As I pointed out in the column, Australia equitably has a woman and a man on each of their paper money denominations. Australians have also embraced a broader view of the type of person worthy of such an honor by choosing figures beyond the world of politics–artists, poets, inventors, etc. Making room for more and different kinds of people on American money would seem to be a worthwhile goal and might spark an interesting national discussion about who and what we value about our country. In this vein, the Times is hosting a fascinating Room for Debate discussion on potential candidates for the twenty. Collins cites me as supporting Amelia Earhart, but this was something that I mentioned in the course of a larger discussion about the politics of finding a replacement for Jackson. Quite simply, it needs to be a figure that can both garner popular support and be palatable to those on both sides of the political divide. I think, to take one example, that Margaret Sanger’s sexual politics would excite enough consternation to doom her candidacy. From a purely practical perspective, I think Amelia Earhart is an excellent candidate. She is someone who is a feminist icon, but also seems to be politically non-controversial. Her name is a familiar one to most Americans and her pioneering efforts in aviation certainly provide a strong narrative to mobilize around. Again, she is not my preferred candidate all things considered, but she seems like a more practical and possible one than some of the other names being bandied about.

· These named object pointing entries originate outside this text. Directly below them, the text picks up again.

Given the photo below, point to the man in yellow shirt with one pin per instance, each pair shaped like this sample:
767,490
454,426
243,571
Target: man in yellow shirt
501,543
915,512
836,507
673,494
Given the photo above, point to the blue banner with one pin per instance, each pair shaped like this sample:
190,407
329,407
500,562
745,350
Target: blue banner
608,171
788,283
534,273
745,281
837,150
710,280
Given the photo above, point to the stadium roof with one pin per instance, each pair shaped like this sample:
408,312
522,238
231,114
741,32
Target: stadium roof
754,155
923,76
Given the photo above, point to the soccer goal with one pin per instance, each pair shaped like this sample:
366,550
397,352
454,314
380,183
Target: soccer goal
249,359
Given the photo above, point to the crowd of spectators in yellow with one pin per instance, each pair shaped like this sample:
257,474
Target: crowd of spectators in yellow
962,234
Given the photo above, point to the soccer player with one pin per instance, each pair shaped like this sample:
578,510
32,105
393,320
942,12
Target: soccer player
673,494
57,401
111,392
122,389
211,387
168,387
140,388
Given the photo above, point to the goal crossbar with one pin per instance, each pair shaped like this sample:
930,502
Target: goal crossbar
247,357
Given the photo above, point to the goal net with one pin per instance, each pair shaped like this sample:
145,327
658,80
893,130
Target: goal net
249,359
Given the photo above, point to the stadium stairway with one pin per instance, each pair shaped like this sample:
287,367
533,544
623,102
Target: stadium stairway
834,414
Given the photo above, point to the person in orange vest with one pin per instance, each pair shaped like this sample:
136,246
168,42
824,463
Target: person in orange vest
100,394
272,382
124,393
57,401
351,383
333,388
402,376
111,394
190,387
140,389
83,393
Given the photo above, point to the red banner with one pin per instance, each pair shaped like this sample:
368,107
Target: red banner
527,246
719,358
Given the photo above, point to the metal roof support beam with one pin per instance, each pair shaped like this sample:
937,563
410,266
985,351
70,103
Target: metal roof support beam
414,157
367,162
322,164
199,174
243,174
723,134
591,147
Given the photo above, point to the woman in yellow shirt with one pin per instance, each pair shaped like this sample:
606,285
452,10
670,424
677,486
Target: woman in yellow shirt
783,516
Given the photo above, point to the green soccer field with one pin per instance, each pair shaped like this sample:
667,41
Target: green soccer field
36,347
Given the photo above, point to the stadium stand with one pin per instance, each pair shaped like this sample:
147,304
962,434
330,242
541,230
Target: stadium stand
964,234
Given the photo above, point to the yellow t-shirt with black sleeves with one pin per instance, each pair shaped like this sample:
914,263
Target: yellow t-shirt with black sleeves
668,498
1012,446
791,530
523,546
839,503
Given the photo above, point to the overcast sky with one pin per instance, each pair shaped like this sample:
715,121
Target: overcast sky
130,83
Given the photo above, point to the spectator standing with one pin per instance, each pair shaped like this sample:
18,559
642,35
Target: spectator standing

For historians, I think this discussion is an interesting reflection of the vagaries of historiography and the volatility of the popular historical imagination. As numerous commentators have pointed out, when the decision was made to put Jackson on the twenty-dollar bill in 1928, his reputation was that of a war hero and as a hard-charging advocate for the common man. Arthur Schlesinger’s Age of Jackson (1940) perhaps marked the peak of Jacksonian adulation, but his reputation has more or less been on the decline ever since. In a recent, acclaimed, and perhaps now definitive history of his era, Daniel Walker Howe essentially presents Andrew Jackson as a villain. Moreover his reputation as a violent racist and infamy as the architect of Indian removal has even seeped into the popular imagination. The hit musical Bloody, Bloody Andrew Jackson, for example, rather sympathetically portrays him as a democrat gone awry, and if you haven’t seen it, please watch the clip below. Sean Wilentz and a few other historians have mounted a measured defense that emphasizes Jackson’s essential contribution to American democracy, without ignoring his obvious failings. Still, it seems to me that Jackson now has one of the most compromised reputations in antebellum American history. This was why I described Jackson as the “low hanging-fruit” of figures on US currency, and why I think this effort to replace him will ultimately succeed. Moreover, I have not as of yet seen anyone leaping to Jackson’s defense. And while I am not inclined to do so here, it is worth exploring why Jackson gets singled out for derision given that many of his ‘moneyed’ peers were also slave-owning (Washington), Indian-hating (Jefferson), and corrupt (Grant).